Complex quantum systems exhibit phenomena of coherent quantum mechanics often combined with statistical properties and classical chaos. Prominent exponents are mesoscopic systems building a bridge between microscopic objects such as atoms and macroscopic, traditional condensed matter systems. Charge transport through quantum systems of mesoscopic to molecular scales in particular, ballistic nanostructures, quantum dots, graphene and single molecules is the focus of our research.

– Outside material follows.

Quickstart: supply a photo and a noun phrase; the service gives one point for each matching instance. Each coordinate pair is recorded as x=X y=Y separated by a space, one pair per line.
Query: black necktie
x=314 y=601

In the context of semiconductor-based spin-electronics, we are interested in spin effects in coherent charge transport under the influence of inhomogeneous magnetic fields or spin-orbit interactions. The coupling of orbital and spin degrees of freedom, combined with effects due to the finite system geometry, leads to novel effects in spin dynamics and relaxation: recently, we have demonstrated that the combination of a periodic potential and spin-orbit interactions in mesoscopic conductors with AC voltage provides spin-polarized currents, thus acting as a ”spin ratchet”.
Transport physics in graphene nanostructures has moved into focus of our research. Besides the treatment of the system boundary effects we are particularly interested in spin effects in graphene.
We also investigate the charge transport through single-molecule bridges between macroscopic conductors to learn how genuine molecular properties, such as vibrational degrees of freedom of the molecules, as well as interaction effects (Coulomb blockade), modify the conductance of molecular bridges. Our quantum transport calculations are carried out mostly in the context of the Landauer and Keldysh formalism with the aid of Green function methods.
Mesoscopic systems in the intermediate regime between micro- and macrophysics are ideal candidates for studying the interplay between classical and quantum mechanics; in particular, signatures of chaotic classical dynamics in the corresponding quantum system. By developing advanced semiclassical methods we managed to detect subtle correlations in classical dynamics which proved to be of key importance for the explanation of statistical properties of energy levels, as well as allow a consistent formulation of a semiclassical theory of the ballistic quantum transport.
At the gateway between atomic and mesoscopic physics we investigate the propagation of Bose-Einstein condensates through artificial atomic wave guides and cavities (“atom on a chip”). Nonlinearities in the equations describing the condensate dynamics lead to specific effects; for example, the “atom blockade” in the transmission through double-barriers, which was discovered by our group.